Inner Fitchburg will definitely explore zapping the Park St. Somerville crossing with road-over-rail overpass as a project requirement for a GLX Union-Porter build. And Blanchard Rd. might be one worth picking off someday because the grading is readily available on both sides for a no-fuss rail-over-road overpass. Sherman St. is a P.I.T.A. because stupid City of Cambridge had to greenlight condos massed right up against the ROW property lines...I don't have a good idea for that one except that maybe if GLX is Watertown-bound that mode does a quick duck-under while CR stays at-grade from limited options. That's about it, though. Elm/Moody are what they are...just do the sensible up-front mitigation and monitor how it holds up. South St. @ Brandeis isn't a large concern. And anything between the 128 superstation and Littleton is in the throttle-down zone between :15 Urban Rail and :30 RUR frequencies and not an acute concern because none of them are incumbent acute concerns. I think Ayer/Shirley can use some pruning of duplicating cross-street crossings just because the 90+ car freights are onerous enough on gate times, but even there you're just talking spot consolidations and not a zero-out.



You want to see a NIMBY war erupt on RUR-driven crossing consolidations? Go up to the Rockport Branch and count up all that crossing insanity. So many duplicate neighborhood inlets...so much utter-shit sightlines because the towns can't be arsed to trim trees, paint markings, hang signage, strip pavement wide enough for two cars to pass each other over a crossing. Worst line on the system by far for tally of utter crap crossings decades overdue for getting jersey barriers dropped permanently in front of them. But the NIMBY blood runs so deep here they punched back at B&M's mid-1950's comprehensive mass crossing-elimination program that mowed down nearly all of the most uselessly-duplicating crossings on all other northside lines with closures. B&M succeeded everywhere but Rockport Branch, where they got utterly stuffed. Crossing closures are going to have to carry some of the water for uprating the slow speed limit on the branch for TM's recommended frequencies...so bust out the popcorn when they get shown the first implementation map showing the X'ed out dupes. You'll hear bloody-shirt waving histrionics about overglorified driveways you would've thought was too stupid for human discourse. I guarantee.
 

tysmith95

Senior Member
Joined
Feb 8, 2016
Messages
2,637
Reaction score
105
^People in Beverly Farms and Manchester By The Sea have money, therefore their shortcut is more important than normal commuters from Gloucester.
 

Java King

Active Member
Joined
Apr 6, 2007
Messages
201
Reaction score
85
In general, the Northside is underdeveloped (precisely because the Southside has always had the better access to Providence, Worcester, and NYC) and there will always be an asymmetry.
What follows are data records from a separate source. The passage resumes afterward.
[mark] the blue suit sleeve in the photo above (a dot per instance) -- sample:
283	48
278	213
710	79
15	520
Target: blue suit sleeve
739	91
My Northside neighbors desperately want better access to Back Bay, Ruggles-Longwood, FiDi and Seaport, but the Southside would be forgiven for not seeing the upside of being able to get a job in Malden, Melrose, or Woburn.
I think the cool thing about the possibility of the NSRL is that it would drastically change the decision of where people decide to live based on easy access to their jobs. If it all comes about like we would like, I think there might be better balance over time. Look at all the recent development around the North Station area. Currently if you work at Rapid7 or Verizon and want to live in the burbs, you are probably thinking North Shore. The NSRL would open the possibility to look north or south with fairly easy access. I used to work at an architecture firm on North Washington Street in the Bulfinch Triangle. Almost EVERY single person living in the burbs commuted from the North Shore. Heck, my decision to live in Somerville at the time was partly made because of easy access via Porter Square to North Station. So, I just think it might even out over time, whereas now it's very lopsided.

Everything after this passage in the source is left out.